I’m proud to call St Thomas More my patron, my hero, and my friend. Every night I ask the same thing of him: that he help me become half the man he was.
There are few more extraordinary figures in history. More was the most learned man in Europe, the greatest wit of his age, and an exquisite prose stylist. He was England’s ablest lawyer and politician. He was a faithful husband and a devoted father. Above all, he was a true and pious Catholic.
“More is a man of an angel’s wit and singular learning,” his contemporary Robert Whittington wrote. “I know not his fellow. For where is the man of that gentleness, lowliness and affability? And, as time requireth, a man of marvelous mirth and pastimes, and sometime of as sad gravity. A man for all seasons.” So he was.
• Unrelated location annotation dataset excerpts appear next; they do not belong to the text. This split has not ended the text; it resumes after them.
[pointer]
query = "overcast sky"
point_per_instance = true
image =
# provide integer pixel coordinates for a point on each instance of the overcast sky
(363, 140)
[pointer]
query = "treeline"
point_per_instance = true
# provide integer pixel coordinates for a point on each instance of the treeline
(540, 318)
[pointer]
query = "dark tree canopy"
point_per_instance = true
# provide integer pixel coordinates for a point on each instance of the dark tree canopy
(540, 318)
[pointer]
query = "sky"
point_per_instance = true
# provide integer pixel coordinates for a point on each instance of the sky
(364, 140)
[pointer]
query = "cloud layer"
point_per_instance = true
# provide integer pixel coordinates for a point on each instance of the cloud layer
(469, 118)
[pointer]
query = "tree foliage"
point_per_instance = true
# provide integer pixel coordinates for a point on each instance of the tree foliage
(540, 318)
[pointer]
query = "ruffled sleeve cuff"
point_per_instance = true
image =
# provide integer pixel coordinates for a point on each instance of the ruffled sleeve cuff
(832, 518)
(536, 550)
Now, the US Conference of Catholic Bishops’ Committee for Religious Liberty has chosen St Thomas as one of the patrons for their Religious Freedom Week celebrations, which begin tomorrow. “The U.S. Catholic Church’s 2018 religious freedom observance begins June 22, the feast of two English martyrs who fought religious persecution – St John Fisher and St Thomas More,” Catholic News Service reports.
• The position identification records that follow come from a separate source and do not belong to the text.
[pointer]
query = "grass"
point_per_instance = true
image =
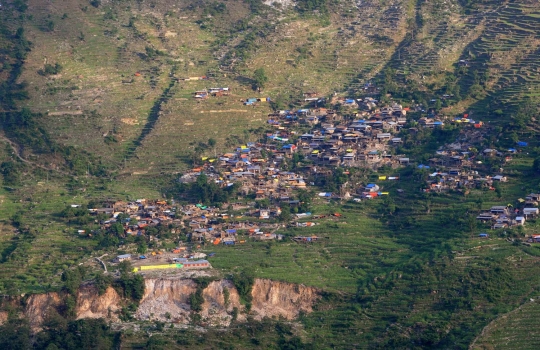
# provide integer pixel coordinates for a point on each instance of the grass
(512, 330)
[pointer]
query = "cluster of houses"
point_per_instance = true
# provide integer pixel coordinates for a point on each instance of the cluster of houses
(500, 217)
(201, 223)
(331, 141)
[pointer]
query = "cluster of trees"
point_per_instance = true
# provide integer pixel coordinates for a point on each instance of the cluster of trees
(204, 191)
(50, 69)
(306, 6)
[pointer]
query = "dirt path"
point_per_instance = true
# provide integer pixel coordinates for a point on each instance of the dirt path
(17, 150)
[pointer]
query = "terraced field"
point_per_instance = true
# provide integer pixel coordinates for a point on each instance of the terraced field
(514, 330)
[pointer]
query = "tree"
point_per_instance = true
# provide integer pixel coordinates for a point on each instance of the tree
(536, 164)
(285, 215)
(125, 267)
(142, 248)
(260, 78)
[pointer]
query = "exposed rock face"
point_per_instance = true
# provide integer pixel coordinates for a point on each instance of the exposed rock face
(92, 305)
(272, 298)
(216, 310)
(162, 296)
(38, 308)
(167, 299)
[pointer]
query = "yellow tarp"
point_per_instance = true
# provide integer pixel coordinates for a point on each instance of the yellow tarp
(158, 267)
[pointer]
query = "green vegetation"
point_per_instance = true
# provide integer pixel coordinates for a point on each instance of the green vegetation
(112, 118)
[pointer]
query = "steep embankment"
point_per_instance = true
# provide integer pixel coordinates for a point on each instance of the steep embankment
(168, 300)
(92, 305)
(272, 298)
(39, 307)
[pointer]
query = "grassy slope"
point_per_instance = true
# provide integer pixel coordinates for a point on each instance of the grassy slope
(365, 252)
(512, 330)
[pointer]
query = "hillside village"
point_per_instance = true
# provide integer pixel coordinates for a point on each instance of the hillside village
(307, 143)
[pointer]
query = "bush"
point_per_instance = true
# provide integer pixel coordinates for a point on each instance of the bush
(50, 69)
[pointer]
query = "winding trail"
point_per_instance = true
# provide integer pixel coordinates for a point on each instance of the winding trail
(17, 150)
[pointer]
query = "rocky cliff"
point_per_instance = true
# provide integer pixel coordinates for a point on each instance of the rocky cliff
(167, 299)
(287, 300)
(39, 307)
(92, 305)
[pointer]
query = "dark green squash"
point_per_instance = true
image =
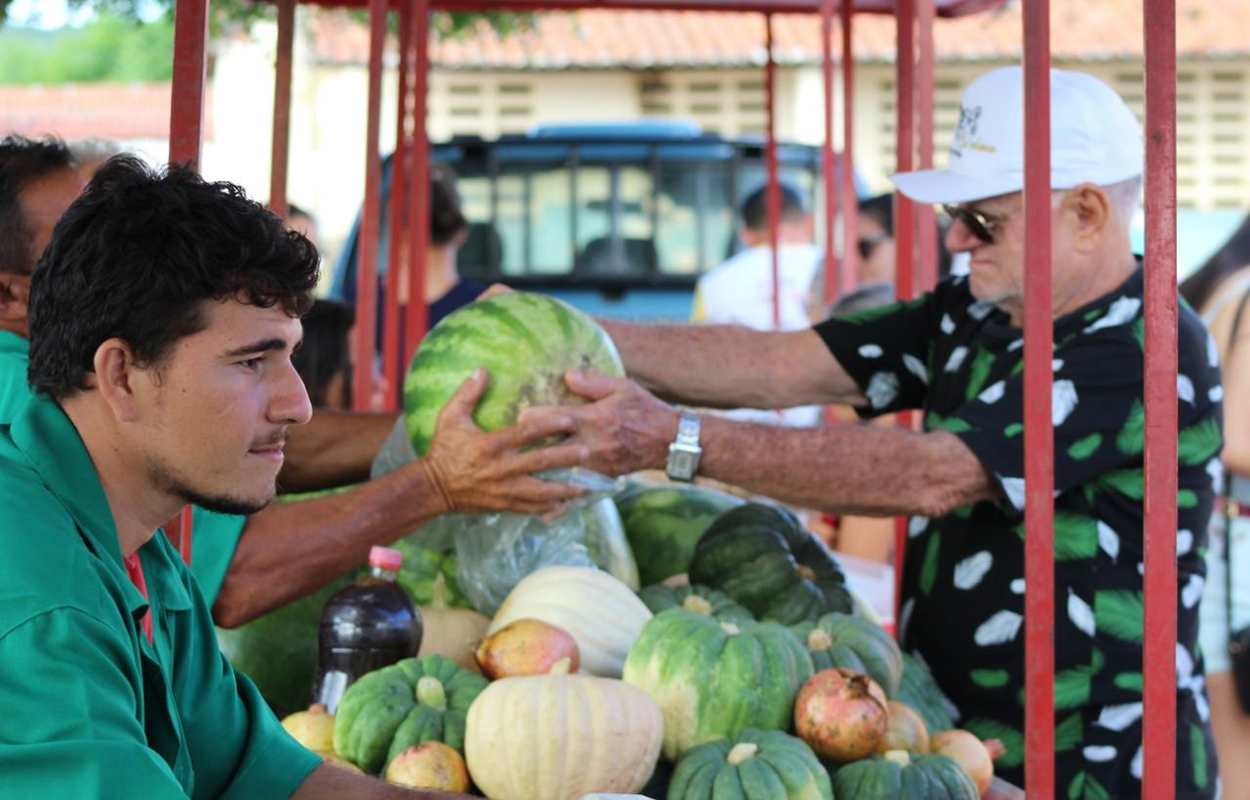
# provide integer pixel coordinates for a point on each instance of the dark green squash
(753, 764)
(761, 556)
(851, 641)
(694, 598)
(901, 776)
(401, 705)
(919, 690)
Let’s be clear: of the many exemplary qualities More possessed, “tolerance”, in its current sense, was not among them.
Every schoolboy knows why St Thomas was executed. Henry VIII divorced his first wife, Katherine of Aragon, and sought to marry Anne Boleyn. When the Vatican refused to grant him an annulment, he declared himself Supreme Governor of the Church in England (later the Church of England). The bishops, with the exception of John Fisher, consented both to the schism and his remarriage, and so Henry had his way. Still, he wished to have More’s approval, since his Chancellor was regarded as one of the wisest men in all of Europe. More refused, and was beheaded for his insolence.
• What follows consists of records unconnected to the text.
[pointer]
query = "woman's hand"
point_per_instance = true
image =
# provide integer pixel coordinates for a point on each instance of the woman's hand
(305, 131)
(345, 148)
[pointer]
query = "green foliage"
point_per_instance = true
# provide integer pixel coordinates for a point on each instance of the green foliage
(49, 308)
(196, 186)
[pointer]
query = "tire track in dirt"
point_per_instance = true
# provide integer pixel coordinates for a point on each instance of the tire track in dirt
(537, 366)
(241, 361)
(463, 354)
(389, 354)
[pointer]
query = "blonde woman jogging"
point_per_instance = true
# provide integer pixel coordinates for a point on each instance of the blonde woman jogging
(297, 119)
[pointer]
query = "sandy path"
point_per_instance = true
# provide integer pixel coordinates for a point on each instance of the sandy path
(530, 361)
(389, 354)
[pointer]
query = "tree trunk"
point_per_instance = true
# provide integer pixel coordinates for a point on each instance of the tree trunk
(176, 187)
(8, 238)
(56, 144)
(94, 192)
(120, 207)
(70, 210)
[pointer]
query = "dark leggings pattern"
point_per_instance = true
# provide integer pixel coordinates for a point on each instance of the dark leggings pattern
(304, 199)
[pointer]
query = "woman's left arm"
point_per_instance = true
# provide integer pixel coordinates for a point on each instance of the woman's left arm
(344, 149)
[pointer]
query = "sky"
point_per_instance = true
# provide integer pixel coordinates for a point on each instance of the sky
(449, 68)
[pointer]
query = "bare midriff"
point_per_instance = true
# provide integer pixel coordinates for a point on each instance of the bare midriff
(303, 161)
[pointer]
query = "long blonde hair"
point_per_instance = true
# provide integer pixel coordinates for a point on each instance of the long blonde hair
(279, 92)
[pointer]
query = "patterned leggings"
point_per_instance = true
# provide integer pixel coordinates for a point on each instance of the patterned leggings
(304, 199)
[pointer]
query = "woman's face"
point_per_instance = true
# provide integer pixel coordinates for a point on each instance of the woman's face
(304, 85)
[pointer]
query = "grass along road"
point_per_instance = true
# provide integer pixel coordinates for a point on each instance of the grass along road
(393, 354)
But why did St Thomas go so willingly to the scaffold? The American bishops seem to hold that More was a “martyr of conscience”. This motif was popularised shortly after More’s death by men who admired his character but followed Henry into schism. It found new currency after the film A Man for All Seasons was released in 1966. Both readings, however, were intended to sanitise More for non-Catholic audiences – one Protestant, the other secular. He was a good and wise man of unflagging principles; that those principles were Catholic is purely incidental.
Yet More vigorously defended the burning of heretics. He called it “lawful, necessary, and well done” – a “good and politic provision of the temporalty.” It’s commonly (though not reliably) claimed that he ordered burnings himself. Even if that’s true, of course, he was not nearly as prolific as the governments which followed his own. Over a thousand Catholics were killed by Henry VIII, including More; Elizabeth I’s record is slightly less impressive. Still, More certainly believed – as did all his contemporaries – that heretics posed a grave threat to the Realm and must, in some circumstances, be executed. As John Paul II noted, More’s attitudes “reflected the limits of the culture of his time”.
We may well recoil from the brutality of that era. But we can still admire More’s dedication to Catholic truth, and we can’t pretend he died for an abstract principle like “religious liberty”. He would have considered the very concept dangerous to the political and spiritual health of his country. In his own dealings with heretics, he made no allowances for the firmness of their convictions.
Aside from being historically specious, the “martyr of conscience” reading also cheapens his death. More knew that divorce is impossible and remarriage is a great sin. To tear the English Church from communion with Rome in order to procure that divorce and remarriage – why, that is one of the gravest sins imaginable. St Thomas refused to condone Henry’s trespasses, even if it cost him his life.
Remember his last words: “I die the king’s faithful servant, but God’s first.” St Thomas was very clear about the cause for which he gave his life, and it wasn’t his own peace of mind. No: it was God. He died as a witness to the inviolability of the Sacraments and the supremacy of the Roman Pontiff.
Why would the American bishops, of all people, downplay his heroic service to the Faith? I worry this is part of a larger trend. In an age where Christians are persecuted around the world – by Islamists in the Middle East, Hindu nationalists in India, and radical secularists in the West, to give just three examples – we can become lost in libertarian rhetoric. We appear less threatening to the progressive establishment by embracing a kind of soft relativism.
St Peter warned against this exact scenario. “Live as free people,” he wrote to Christians facing persecution, “but do not use your freedom as a cover-up for evil. Live as God’s slaves.” We fight for the freedom to obey Christ’s will, not our own. And we can’t serve Christ by casting truth and error, good and evil, as matters of private conscience.
The witness of martyrs like St Thomas is a greater testament to authentic freedom – the freedom of God’s faithful servants and willing slaves – than the First Amendment. The Church in America and around the world must have the courage to say so, not despite persecution, but because of it. Our surest weapons against persecution is truth and goodness, not relativism or “tolerance”.
St Thomas devoted his life to Christ, and his death belongs to Christ forever. The USCCB has no right to re-appropriate his cause – not even for the sake of good PR.